Frederick Copleston : biography

10 April 1907 – 3 February 1994

Frederick Charles Copleston, SJ, CBE (10 April 1907 – 3 February 1994) was a Jesuit priest, philosopher, and historian of philosophy.

Quotes

  • Even if the actual systems of philosophy which have appeared in the philosophical thought of a given culture are historically conditioned, there may be ways of thought exemplified by past systems which remain a feature of a people’s mentality or cultural outlook.
  • If one refuses to sit down and make a move, one cannot be checkmated (in relation to Russell’s belief about the existence of the universe).

Biography

Copleston’s family was Anglican (his uncle, Reginald Stephen Copleston, was a bishop of Calcutta), but he converted to Roman Catholicism while a pupil at Marlborough College, and became a Jesuit in 1929. He studied and later lectured at Heythrop College and, seeing the poor standard of philosophical teaching in seminaries, wrote an influential multi-volume History of Philosophy (1946–75), which is highly respected.The original edition and Double Day edition have 9 volumes whereas the Continuum edition has 11 volumes

Radio debates

He is well known for debating the existence of God with Bertrand Russell in a celebrated 1948 BBC broadcast; the following year he debated logical positivism and the meaningfulness of religious language with his friend the analytic philosopher A. J. Ayer.

Works

One of Copleston’s most significant contributions to modern philosophy was his work on the theories of St Thomas Aquinas. He attempted to clarify Aquinas’s Five Ways (in the Summa Theologica) by making a distinction between in fieri causes and in esse causes.
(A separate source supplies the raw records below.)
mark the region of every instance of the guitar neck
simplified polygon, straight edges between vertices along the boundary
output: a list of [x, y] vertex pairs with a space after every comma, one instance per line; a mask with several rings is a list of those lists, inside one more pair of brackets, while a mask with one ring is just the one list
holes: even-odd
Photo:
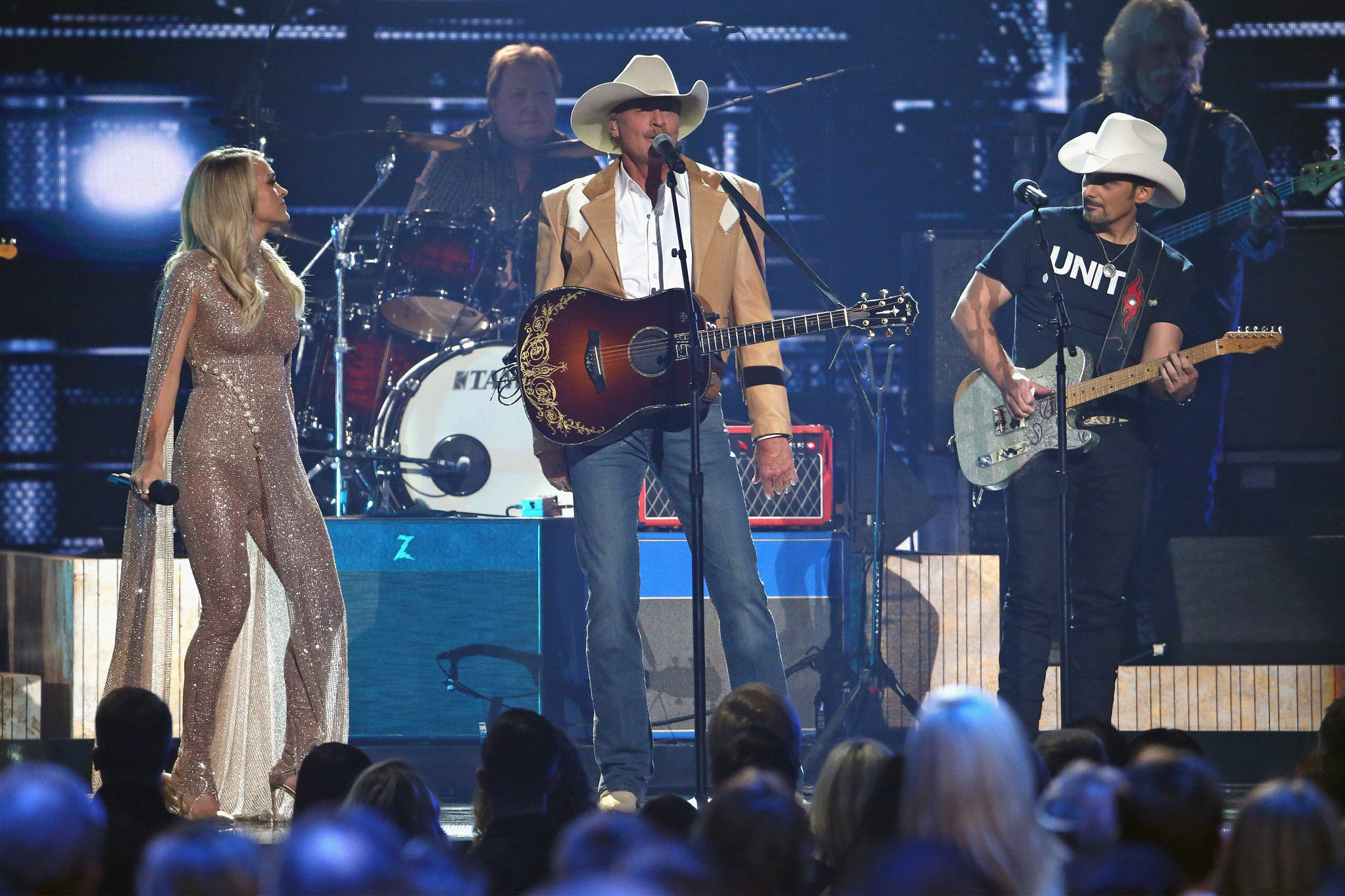
[[[1290, 177], [1275, 184], [1275, 192], [1280, 199], [1289, 199], [1298, 191], [1298, 177]], [[1165, 243], [1174, 246], [1177, 243], [1184, 243], [1188, 239], [1194, 239], [1201, 234], [1208, 234], [1221, 224], [1237, 220], [1243, 215], [1250, 214], [1252, 210], [1252, 197], [1243, 196], [1237, 201], [1228, 203], [1227, 206], [1220, 206], [1194, 218], [1188, 218], [1180, 224], [1173, 224], [1171, 227], [1163, 227], [1162, 230], [1154, 232], [1154, 236], [1163, 240]]]
[[[1194, 348], [1184, 348], [1182, 352], [1192, 364], [1200, 364], [1219, 355], [1219, 340], [1204, 343]], [[1093, 402], [1104, 395], [1119, 392], [1131, 386], [1139, 386], [1162, 376], [1162, 364], [1166, 359], [1159, 357], [1134, 367], [1123, 367], [1106, 376], [1095, 376], [1091, 380], [1076, 383], [1065, 390], [1065, 407], [1079, 407], [1085, 402]]]
[[773, 343], [790, 336], [803, 336], [806, 333], [820, 333], [829, 329], [838, 329], [847, 325], [846, 309], [838, 308], [833, 312], [819, 312], [816, 314], [799, 314], [796, 317], [781, 317], [773, 321], [759, 324], [742, 324], [740, 326], [725, 326], [724, 329], [701, 330], [702, 352], [724, 352], [738, 345], [755, 345], [756, 343]]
By doing so Copleston makes clear that Aquinas wanted to put forth the concept of an omnipresent God rather than a being that could have disappeared after setting the chain of cause and effect into motion.

Later life

From 1952, Copleston spent some of his teaching time at the Gregorian University in Rome, continuing to lecture at Heythrop until it joined the University of London system in 1970, whereupon he became the College Principal. After officially retiring in 1974 he continued to lecture overseas, especially at Santa Clara University in California. He was appointed a member of the British Academy in 1970 and CBE in 1993.